Meet Justin Cembal: Audio Engineer

canada2067 | Educators |

How does your job affect people’s lives?

My favourite part of this career is the emotional soundscapes I create. When I’ve done a good job, people feel something. There’s a craftsmanship and art in ensuring the soundscapes I create are not necessarily noticeable. The audience should be consumed by the experience; they aren’t just watching or listening to something, they are living it.

Describe what you do at work.

As an audio engineer, (also known as a sound designer or re-recording mixer) I build soundscapes to capture an emotion for scenes portrayed in video content. This varies day to day as no picture is the same.

A typical day starts with producers or directors giving me a script and video that we are going to work on. I import the files and video into the software. I then use the software to prepare for the voice over (VO) session. I’ll set up the studio for the actor (VO talent). After I set up the studio, I’ll meet the talent in my studio with the producer. We will go over the script and the emotions that need to be portrayed in the voice over. The VO talent gets set in front of the mic in the recording booth and I record them acting and speaking as the video plays. All the while the producer and I direct the talent to get the best take possible.
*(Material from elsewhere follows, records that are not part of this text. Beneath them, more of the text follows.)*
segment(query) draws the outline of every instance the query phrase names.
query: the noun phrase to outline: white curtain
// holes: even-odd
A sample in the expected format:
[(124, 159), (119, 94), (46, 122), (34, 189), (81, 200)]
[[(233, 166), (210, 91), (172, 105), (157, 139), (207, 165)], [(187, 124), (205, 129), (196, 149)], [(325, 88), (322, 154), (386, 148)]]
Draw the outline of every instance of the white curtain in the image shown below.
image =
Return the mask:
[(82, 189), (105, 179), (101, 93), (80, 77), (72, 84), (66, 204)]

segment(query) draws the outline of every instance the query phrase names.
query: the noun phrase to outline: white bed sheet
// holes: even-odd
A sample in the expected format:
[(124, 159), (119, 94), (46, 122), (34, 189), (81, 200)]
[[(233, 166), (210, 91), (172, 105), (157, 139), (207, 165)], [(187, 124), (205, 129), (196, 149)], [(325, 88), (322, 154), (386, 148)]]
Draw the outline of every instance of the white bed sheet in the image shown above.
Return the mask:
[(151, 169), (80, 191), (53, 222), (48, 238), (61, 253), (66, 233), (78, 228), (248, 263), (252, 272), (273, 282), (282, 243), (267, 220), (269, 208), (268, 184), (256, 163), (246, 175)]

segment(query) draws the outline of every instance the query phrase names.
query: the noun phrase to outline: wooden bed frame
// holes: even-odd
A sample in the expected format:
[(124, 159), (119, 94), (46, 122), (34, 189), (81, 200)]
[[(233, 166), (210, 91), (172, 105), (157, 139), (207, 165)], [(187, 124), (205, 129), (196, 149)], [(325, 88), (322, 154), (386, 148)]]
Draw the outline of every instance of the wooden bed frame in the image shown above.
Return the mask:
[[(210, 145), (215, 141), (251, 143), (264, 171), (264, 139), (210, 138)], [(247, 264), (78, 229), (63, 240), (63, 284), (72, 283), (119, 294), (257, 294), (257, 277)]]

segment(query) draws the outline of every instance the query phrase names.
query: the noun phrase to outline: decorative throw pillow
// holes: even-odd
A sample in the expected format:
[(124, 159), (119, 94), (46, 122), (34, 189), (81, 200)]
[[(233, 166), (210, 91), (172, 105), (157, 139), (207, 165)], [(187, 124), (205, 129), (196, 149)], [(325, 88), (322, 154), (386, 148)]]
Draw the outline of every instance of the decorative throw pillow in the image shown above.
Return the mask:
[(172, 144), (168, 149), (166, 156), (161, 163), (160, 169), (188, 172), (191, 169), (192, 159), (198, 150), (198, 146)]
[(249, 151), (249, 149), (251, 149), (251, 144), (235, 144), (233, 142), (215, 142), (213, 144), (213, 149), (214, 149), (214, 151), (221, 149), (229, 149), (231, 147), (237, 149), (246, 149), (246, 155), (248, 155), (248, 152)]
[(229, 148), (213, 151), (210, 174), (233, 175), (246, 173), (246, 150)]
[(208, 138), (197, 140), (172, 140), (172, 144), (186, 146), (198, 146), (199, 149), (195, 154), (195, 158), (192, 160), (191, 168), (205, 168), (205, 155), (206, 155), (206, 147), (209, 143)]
After we have the best takes, I’m left alone to create and design sound effects, background sounds and cut music to the scene. I then mix this all together, present it to the director and deliver the files. During this process, I’m using a ton of software tools, meters, hardware and sometime instruments to get the desired sounds. It’s simple enough to say the only tools I really use are my ears. But the truth is there is a bridge made of technology and physics that I need to constantly be learning to get what’s in my imagination coming out of your speakers.

Describe your career path to this career.

In high school, I had no idea what I wanted to be or do other than play drums every night. I didn’t hear about or see anything that inspired me, or could see myself doing. I didn’t know there were so many options and I certainly didn’t know at the time that anything was possible.

It wasn’t until relatively recently, after going through an arbitrary path, I found Audio Post Production. When I did find out this was “a job” I used all my saving to get from Sales Executive to Sound Designer.

I set up a mini studio in my house and tried to re-create sound for video. Every hurdle I hit, I learned how to overcome it until I had a finished product. I then went to OCAD for a short evening course called “Introduction to Sound Design”. Once I finished this, I was still lacking the knowledge I believed would make me proficient in this field. So I found a few of the top universities, and colleges for audio engineering and post production and looked at their course descriptions. I then crossed referenced them to make sure I had a complete listing of the skills and knowledge I needed. I systematically went through what was being taught at these schools and taught myself the content using a various online tools and platforms. This took about a year. I then got a mentor to ensure this knowledge was applicable to real world situations. He sprang my career ahead a few years with practical knowledge.

What motivates you in your career?

I wake up everyday before my alarm. I’m excited to design and craft a new feeling through sound, or continue carving a longer project. One of the things I find most interesting about being a sound designer is the tools I use are much like any other instrument. In practice and understanding of how the tech works, understanding the physics involved, and feeling, the tool becomes an extension of you. There is no conquering in this field because you can always learn more and always get better. It’s an endless art towards mastery.

The people I get to work with and the projects I’m lucky enough to be chosen for are full of passion and heart. There is interest around every corner.

Being a musician first, and for almost 2 decades, my ears are tuned to hearing in separation and finding intricacies. Often listening to music or a movie, I find myself appreciating the choices made by musicians and engineers. Sometimes I find myself imagining or wishing for others that I feel are missing. Being in the driver seat of these creations and hearing back (or feeling back) the finished project is a rush. The most rewarding part of any day is when someone tells me they felt something when listening to my work.

What activities do you like to do outside of work?

Outside of work, if I can say so, I spend time with the love of my life. I read, and I play and write music. I try to get lost in my adventures and stay focused in my personal goals.
I find myself lucky enough to be in a career I hardly consider a career. I think about work, happily, when I’m not working. I can say I love my job. I can say there is no outside of work, because I’ve set myself up as such.

What advice or encouragement would you give others seeking a similar career?

Advice to anyone: find what you love and look for its monetised counterpart. Whenever you say “I can’t do something” add the word “yet” to the end of your sentence.